Tugce Ozel, a Gezi Park activist and chief marketing officer of a digital marketing company, told me, “The world says ‘enough’ to gray.” She is an organizer of an event on Sept. 1, the International Day of Peace, where thousands of Turks are expected to hold each other’s hands to send a global message of tolerance. The stairs of Cihangir will be one of the venues.

Meanwhile, Demircan tried to turn the tide by saying that the colorful stairs project is actually a good idea. “If you have such projects, please contact me. If our citizens accept it, we can realize it [by issuing a permit]. My vote will be ‘yes,’” he tweeted.

More surprisingly, municipality officials organized another “dawn raid” in the early hours on Aug. 31. They painted the stairs once again in the colors of a rainbow. But, as if reiterating the state’s “gray addiction,” they added a non-rainbow color to the stairs this time: black.

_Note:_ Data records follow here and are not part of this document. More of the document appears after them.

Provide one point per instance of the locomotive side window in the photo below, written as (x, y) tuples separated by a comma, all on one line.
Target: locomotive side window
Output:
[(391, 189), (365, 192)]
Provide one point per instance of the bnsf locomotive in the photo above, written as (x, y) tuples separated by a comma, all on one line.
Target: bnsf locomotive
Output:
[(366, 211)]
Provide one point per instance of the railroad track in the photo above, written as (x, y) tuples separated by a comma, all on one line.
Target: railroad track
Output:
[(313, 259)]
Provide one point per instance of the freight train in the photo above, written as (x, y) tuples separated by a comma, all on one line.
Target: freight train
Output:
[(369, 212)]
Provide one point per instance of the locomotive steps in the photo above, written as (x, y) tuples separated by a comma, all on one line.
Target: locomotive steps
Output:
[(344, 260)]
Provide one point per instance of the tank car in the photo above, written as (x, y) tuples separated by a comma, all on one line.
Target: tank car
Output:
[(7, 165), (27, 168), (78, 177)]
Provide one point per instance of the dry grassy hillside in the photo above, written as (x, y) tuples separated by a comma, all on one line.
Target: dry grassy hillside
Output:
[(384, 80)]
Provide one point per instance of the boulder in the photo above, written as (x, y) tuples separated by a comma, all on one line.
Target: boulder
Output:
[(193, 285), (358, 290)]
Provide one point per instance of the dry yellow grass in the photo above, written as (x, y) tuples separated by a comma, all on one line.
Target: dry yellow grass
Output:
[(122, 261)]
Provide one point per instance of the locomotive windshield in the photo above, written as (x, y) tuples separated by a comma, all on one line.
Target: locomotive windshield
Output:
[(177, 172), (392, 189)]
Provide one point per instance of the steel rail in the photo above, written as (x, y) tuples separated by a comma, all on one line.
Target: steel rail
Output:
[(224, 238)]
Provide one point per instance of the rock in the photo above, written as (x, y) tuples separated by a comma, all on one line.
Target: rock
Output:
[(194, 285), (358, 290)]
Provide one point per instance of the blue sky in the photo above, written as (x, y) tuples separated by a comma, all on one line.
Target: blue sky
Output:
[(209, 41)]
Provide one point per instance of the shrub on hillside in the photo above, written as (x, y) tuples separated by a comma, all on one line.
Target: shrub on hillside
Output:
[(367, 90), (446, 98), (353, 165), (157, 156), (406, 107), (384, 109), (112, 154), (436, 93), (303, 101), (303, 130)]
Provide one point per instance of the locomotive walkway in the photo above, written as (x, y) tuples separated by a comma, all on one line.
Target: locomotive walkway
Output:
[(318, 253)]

Many local AKP politicians, such as Istanbul Mayor Kadir Topbas and Demircan, have taken a more reconciliatory tone in an attempt to stay in tune with their constituents, especially on the eve of local elections — 2014 will be the year of three elections in Turkey.

However, it is not easy for Turkey’s local colors to be represented in such a centralized system.

A few hours after authorities repainted the street stairs in gray, Turkey’s all-powerful Erdogan resorted to his defiant rhetoric again, yelling out, “You pro-Gezis, you started off with 10 trees, didn’t you? I wonder if you ever planted a tree anywhere.”

As universities — the main source of political dissent — are about to start classes again and middle-class citizens are returning from their summer vacations, are these colorful stairs destined to be the first symbol of a turbulent autumn in Turkey?

It all depends on who will unify what, and who will be allied with whom.

The day that the US Supreme Court announced its historic verdict on gay rights in June, I was coincidentally in San Francisco in my capacity as a journalist. I went to the Castro — the LGBT capital of the world — and covered the celebrations there.

Jack Sale and Owen Stephens, a gay couple, surprised me there when they said they had followed the Gezi Park protests on social media, and saw that the LGBT community was also there with their rainbow flags.

“Look around,” Stephens told me, “Don’t you see all the heterosexuals here celebrating with us? Don’t you have all these people at Gezi from all ideologies, all colors?”

In the end, the AKP — as a covert coalition government — is a rainbow itself, combining various right-wing movements as well as some liberal, leftist elements. “The Gezi spirit” is a coalition, too, although it is non-hierarchical and decentralized, unlike the AKP.

But how can the AKP succeed if it keeps waging war on all colors? Isn’t it too many enemies, even for a political genius such as Erdogan? Isn’t “all for one” stronger than “one for all” in the long term?